The only developer-oriented encryption tools freely available in Oracle provide for symmetric encryption. For this reason, I focus on symmetric encryption, not asymmetric encryption, in this chapter.

Because asymmetric encryption systems use different keys to encrypt and decrypt, the source and destination need not know the key that will be used to decrypt. In contrast, symmetric encryption systems do use the same key, so safeguarding the keys when using such systems is very important.

4.1.4. Encryption Algorithms

There are many widely used and commercially available encryption algorithms, but we'll focus here on the symmetric key algorithms supported by Oracle for use in PL/SQL applications. The DES and Triple DES algorithms are supported by both of Oracle's built-in encryption packages: DBMS_CRYPTO and DBMS_OBFUSCATION_TOOLKIT; only DBMS_CRYPTO, introduced in Oracle Database 10g Release 1, supports AES, however.

Data Encryption Standard (DES)

Historically, DES has been the predominant standard used for encryption . It was developed more than 20 years ago for the National Bureau of Standards (which later became the National Institute of Standards and Technology, or NIST), and subsequently DES became a standard of the American National Standards Institute (ANSI) . There is a great deal to say about DES and its history, but my purpose here is not to describe the algorithm but simply to summarize its adaptation and use inside the Oracle database. This algorithm requires a 64-bit key, but discards 8 of them, using only 56 bits. An intruder would have to use up to 72,057,594,037,927,936 combinations to guess the key.

DES was an adequate algorithm for quite a while, but the decades-old algorithm shows signs of age. Today's powerful computers might find it easy to crack open even the large number of combinations needed to expose the key.

Triple DES (DES3)

NIST went on to solicit development of another scheme based on the original DES that encrypts data twice or thrice, depending upon the mode used. An intruder trying to guess a key would face 2,112 and 2,168 combinations, in two-pass and three-pass encryption routines, respectively. DES3 uses a 128-bit or 192-bit key, depending on whether it is using a two-pass or three-pass scheme.

Triple DES is now also showing signs of age and, like DES, has become susceptible to determined attacks.

Advanced Encryption Standard (AES)

In November 2001, the Federal Information Processing Standards (FIPS) Publication 197 announced the approval of a new standard, the Advanced Encryption Standard, which became effective in May 2002. The full text of the standard can be obtained from NIST at http://csrc.nist.gov/CryptoToolkit/aes/round2/r2report.pdf (or visit the book's web site for the link).

Later in this chapter, I'll show how you can use these algorithms by specifying options or selecting constants in Oracle's built-in packages.

4.1.5. Padding and Chaining

When a piece of data is encrypted, it is not encrypted as a whole by the algorithm.
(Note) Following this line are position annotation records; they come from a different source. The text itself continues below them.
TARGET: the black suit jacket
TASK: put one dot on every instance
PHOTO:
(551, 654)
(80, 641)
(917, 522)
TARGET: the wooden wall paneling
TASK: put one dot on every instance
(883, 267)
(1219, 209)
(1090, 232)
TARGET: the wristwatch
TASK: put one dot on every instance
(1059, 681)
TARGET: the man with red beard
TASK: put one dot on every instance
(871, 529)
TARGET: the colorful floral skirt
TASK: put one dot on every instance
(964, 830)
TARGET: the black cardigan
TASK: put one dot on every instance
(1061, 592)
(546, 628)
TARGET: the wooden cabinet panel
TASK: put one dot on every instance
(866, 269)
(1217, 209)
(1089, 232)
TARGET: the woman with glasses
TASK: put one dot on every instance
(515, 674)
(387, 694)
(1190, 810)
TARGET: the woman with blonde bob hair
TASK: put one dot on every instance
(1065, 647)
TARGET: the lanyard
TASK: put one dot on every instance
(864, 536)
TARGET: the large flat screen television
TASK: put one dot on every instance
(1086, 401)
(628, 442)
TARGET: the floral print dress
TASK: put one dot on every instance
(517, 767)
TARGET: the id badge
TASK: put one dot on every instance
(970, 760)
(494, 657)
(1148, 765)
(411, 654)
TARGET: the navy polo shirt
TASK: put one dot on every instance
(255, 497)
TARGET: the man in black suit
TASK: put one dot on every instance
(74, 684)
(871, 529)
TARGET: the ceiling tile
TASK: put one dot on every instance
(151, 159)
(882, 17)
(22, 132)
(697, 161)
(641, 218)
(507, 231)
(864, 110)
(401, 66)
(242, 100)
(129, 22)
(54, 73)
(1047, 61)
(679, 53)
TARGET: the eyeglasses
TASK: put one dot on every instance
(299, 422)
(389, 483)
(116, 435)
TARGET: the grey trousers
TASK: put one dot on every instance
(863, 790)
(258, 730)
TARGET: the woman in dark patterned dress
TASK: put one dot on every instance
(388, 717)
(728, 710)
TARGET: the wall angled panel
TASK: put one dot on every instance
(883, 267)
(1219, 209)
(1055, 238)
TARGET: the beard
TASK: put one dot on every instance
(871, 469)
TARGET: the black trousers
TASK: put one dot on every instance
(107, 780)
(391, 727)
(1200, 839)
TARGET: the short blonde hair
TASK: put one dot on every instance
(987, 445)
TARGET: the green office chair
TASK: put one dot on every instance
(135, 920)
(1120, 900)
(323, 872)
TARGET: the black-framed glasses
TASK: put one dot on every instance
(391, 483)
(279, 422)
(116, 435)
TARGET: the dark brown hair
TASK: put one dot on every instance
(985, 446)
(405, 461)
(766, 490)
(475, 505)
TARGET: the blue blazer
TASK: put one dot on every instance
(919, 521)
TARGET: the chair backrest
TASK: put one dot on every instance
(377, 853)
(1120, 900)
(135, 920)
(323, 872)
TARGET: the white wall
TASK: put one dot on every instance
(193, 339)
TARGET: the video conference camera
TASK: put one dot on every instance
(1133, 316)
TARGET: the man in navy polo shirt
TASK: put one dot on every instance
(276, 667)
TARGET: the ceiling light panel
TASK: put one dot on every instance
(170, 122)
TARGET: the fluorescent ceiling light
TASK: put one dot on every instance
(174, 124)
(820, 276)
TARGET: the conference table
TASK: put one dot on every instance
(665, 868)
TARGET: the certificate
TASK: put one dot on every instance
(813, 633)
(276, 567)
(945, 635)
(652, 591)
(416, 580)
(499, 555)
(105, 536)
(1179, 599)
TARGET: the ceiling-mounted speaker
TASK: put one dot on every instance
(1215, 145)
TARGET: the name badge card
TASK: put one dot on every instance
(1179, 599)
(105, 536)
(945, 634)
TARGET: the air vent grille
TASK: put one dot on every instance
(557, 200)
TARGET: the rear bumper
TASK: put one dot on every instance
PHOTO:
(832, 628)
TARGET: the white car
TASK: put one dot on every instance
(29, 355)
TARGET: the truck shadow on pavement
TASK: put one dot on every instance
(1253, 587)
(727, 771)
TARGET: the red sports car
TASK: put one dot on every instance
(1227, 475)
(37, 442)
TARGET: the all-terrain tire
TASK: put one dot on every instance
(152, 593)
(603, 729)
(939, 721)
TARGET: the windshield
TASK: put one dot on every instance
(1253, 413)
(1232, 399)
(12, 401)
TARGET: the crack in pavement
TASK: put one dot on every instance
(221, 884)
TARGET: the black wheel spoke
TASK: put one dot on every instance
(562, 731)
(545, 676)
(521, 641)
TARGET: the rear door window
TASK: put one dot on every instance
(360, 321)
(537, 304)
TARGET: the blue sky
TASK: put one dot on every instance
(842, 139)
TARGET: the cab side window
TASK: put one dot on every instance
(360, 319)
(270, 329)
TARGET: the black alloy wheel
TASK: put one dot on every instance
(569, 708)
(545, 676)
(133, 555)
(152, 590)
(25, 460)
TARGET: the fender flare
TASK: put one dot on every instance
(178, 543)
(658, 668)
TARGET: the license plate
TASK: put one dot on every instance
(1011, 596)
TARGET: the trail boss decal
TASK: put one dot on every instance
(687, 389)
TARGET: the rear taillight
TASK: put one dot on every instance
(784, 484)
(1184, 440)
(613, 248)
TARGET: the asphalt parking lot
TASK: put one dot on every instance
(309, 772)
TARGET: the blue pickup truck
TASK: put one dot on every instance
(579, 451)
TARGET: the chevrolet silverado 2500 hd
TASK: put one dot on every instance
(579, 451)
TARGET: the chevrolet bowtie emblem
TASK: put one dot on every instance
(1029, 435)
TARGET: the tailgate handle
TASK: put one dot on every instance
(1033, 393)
It's usually broken into chunks of eight bytes each, and then each chunk is operated on independently. Of course, the length of the data may not be an exact multiple of eight; in such a case, the algorithm adds some characters to the last chunk to make it exactly eight bytes long. This process is known as padding . This padding also has to be done right so an attacker won't be able to figure out what was padded and then guess the key from there. To securely pad the values, you can use a pre-developed padding method, which is available in Oracle, known as Public Key Cryptography System #5 (PKCS#5). There are several other padding options that allow for padding with zeros and for no padding at all. Later in this chapter, I'll show how you can use padding by specifying options or selecting constants in Oracle's built-in packages.

When data is divided into chunks, there needs to be a way to connect back together those chunks, a process known as chaining. The overall security of an encryption system depends upon how chunks are connected and encryptedindependently or in conjunction with the adjacent chunks. Oracle supports the following chaining methods:

CBC: Cipher Block Chaining, the most common chaining method.
ECB: Electronic Code Book
CFB: Cipher Feedback
OFB: Output Feedback

Later in this chapter, I'll show how you can use these methods by specifying options or selecting constants in Oracle's built-in packages.